• Darin Vilano

Are Entrepreneurs Born or Made? | Inside My Business

Are entrepreneurs born or made?  Just what is it about this question that sparks such spirited debate among businesspeople, especially those that self-identify as entrepreneurs?  Regardless of which side of the argument you reside on, you have to admit that there’s a level of fascination with entrepreneurship that you just don't see with other career paths.  You rarely, if ever, hear anyone ask whether accountants, lawyers, ironworkers, or plumbers are born or made.

When people ask this question what they’re really talking about is natural talent versus acquired skill.  And, framing the question in this way creates an either-or  proposition.  It’s got to be one or the other, right?  Well, not so fast.  It turns out that both have a role to play, and it’s my belief that acquired skill carries far more weight in the long run.

There’s no question that possessing natural talent in a specific area is an advantage.  It means that you have an predisposition to be great at that particular thing.  This natural gift can give you an edge and even a head start over others, but it will only carry you so far unless it’s truly developed.  In other words, it takes acquired skill, the other part of the equation, in order to fully realize this potential.  It’s the constant and consistent practice, development, and hard work that allows you to reach the level of mastery.

Unfortunately, we all know people who had natural talent in something, but they never leveraged, nurtured, or developed it.  And, eventually, that natural talent atrophied and died.  As the old saying goes, the world is full of wasted talent.  Therefore, it’s plain to see that natural talent (a.k.a., being born with it) clearly isn’t enough.

Although you can’t control which talents you’re born with and which you’re not, you can control acquired skill.  And, it turns out, this is the variable that makes all the difference.  Acquired skill is what determines whether or not natural talent is transformed into greatness in the first place.  And, acquired skill allows you to develop in areas where you may have been lacking in talent.  Years of learning, executing, and taking action in an area where you have passion is a recipe for developing competence and success over the long term.  And, yes, this applies to the vocation of entrepreneurship too.

But, in order to completely address this topic, we have to deal with a flawed argument that’s often made in favor of natural talent.  It goes something like this:  “No matter how much I practice my jump shot or put in work in the gym, I’ll never be as good as LeBron James.  Therefore, it really comes down to natural talent.  You’re either born with it or you’re not.”  But, this is a false dichotomy.  Comparing entrepreneurs, or anyone for that matter, by this standard simply doesn’t make sense.  That’s like saying that you’re really not an entrepreneur unless you’re at the same level as Steve Jobs or Oprah Winfrey.  And, we all know this is ridiculous.  Why would we use the top 0.0000001% as the defining benchmark for anything?
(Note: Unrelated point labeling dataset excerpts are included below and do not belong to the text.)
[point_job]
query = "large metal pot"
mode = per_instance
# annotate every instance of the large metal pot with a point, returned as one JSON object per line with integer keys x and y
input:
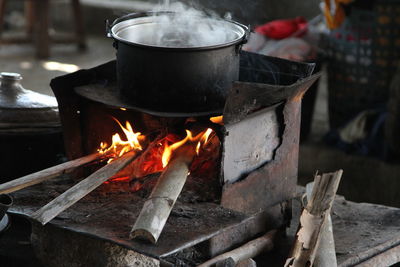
{"x": 181, "y": 71}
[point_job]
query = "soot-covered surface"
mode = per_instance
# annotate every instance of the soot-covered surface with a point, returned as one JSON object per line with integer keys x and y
{"x": 110, "y": 216}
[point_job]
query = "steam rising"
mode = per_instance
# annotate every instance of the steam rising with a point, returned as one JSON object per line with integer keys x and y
{"x": 184, "y": 27}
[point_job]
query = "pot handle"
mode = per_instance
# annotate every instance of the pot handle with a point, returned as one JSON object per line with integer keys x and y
{"x": 246, "y": 29}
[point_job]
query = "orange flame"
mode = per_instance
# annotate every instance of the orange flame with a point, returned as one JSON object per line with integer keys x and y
{"x": 217, "y": 120}
{"x": 201, "y": 138}
{"x": 119, "y": 147}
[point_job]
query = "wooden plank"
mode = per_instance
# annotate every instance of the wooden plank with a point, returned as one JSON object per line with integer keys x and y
{"x": 46, "y": 174}
{"x": 84, "y": 187}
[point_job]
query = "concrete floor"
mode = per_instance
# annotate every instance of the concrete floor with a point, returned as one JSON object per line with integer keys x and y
{"x": 64, "y": 59}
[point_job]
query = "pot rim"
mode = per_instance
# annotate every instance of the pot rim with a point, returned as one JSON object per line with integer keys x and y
{"x": 126, "y": 21}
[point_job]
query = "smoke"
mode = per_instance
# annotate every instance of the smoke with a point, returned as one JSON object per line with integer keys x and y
{"x": 185, "y": 26}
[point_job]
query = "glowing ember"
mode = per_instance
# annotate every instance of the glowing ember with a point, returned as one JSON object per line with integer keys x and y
{"x": 217, "y": 120}
{"x": 156, "y": 155}
{"x": 201, "y": 138}
{"x": 119, "y": 147}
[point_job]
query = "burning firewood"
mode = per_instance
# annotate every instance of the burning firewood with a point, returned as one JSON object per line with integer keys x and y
{"x": 158, "y": 206}
{"x": 46, "y": 174}
{"x": 313, "y": 218}
{"x": 84, "y": 187}
{"x": 247, "y": 251}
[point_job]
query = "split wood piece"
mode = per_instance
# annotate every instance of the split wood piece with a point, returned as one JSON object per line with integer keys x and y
{"x": 158, "y": 206}
{"x": 247, "y": 263}
{"x": 313, "y": 218}
{"x": 326, "y": 253}
{"x": 46, "y": 174}
{"x": 81, "y": 189}
{"x": 249, "y": 250}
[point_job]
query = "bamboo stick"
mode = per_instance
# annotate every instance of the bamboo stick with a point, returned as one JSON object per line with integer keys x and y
{"x": 249, "y": 250}
{"x": 312, "y": 220}
{"x": 84, "y": 187}
{"x": 46, "y": 174}
{"x": 158, "y": 206}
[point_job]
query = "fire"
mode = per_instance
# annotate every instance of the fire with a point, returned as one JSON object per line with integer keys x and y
{"x": 217, "y": 120}
{"x": 156, "y": 154}
{"x": 119, "y": 147}
{"x": 201, "y": 138}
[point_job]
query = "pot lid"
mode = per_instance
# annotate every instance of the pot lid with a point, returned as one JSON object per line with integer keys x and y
{"x": 175, "y": 30}
{"x": 21, "y": 107}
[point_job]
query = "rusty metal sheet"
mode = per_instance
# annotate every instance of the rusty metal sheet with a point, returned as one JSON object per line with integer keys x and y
{"x": 249, "y": 144}
{"x": 246, "y": 98}
{"x": 275, "y": 181}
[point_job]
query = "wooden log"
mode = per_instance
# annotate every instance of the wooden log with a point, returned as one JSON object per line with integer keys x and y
{"x": 249, "y": 250}
{"x": 81, "y": 189}
{"x": 158, "y": 206}
{"x": 313, "y": 218}
{"x": 46, "y": 174}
Entrepreneurship is a big tent.  There’s room for anyone who’s willing to put in the work to be a part of it.  And, there are many ways to define success beyond just wealth and fame.  Creating jobs, delivering a product that makes a difference, pursuing a passion, contributing to the economy, supporting family members, giving back to the community, helping the environment, and creating a legacy are just a few examples of how entrepreneurs define success for themselves.

And, because entrepreneurship is such a long game (you can literally play your entire life), the skill you acquire will compound over time, thus making up for any lack of natural talent.  So, don’t let anyone convince you that you can’t be an entrepreneur just because you don't have the stereotypical narrative of hustling and working lemonade stands when you were a kid.  There are countless stories of successful entrepreneurs who would not describe themselves as being born with “it.”  Yet, they put in the work, pursued their passions, and achieved their dreams nonetheless.  If you have the desire and willingness to acquire the skills necessary over the long term, then you can also be a successful entrepreneur in however you choose to define it.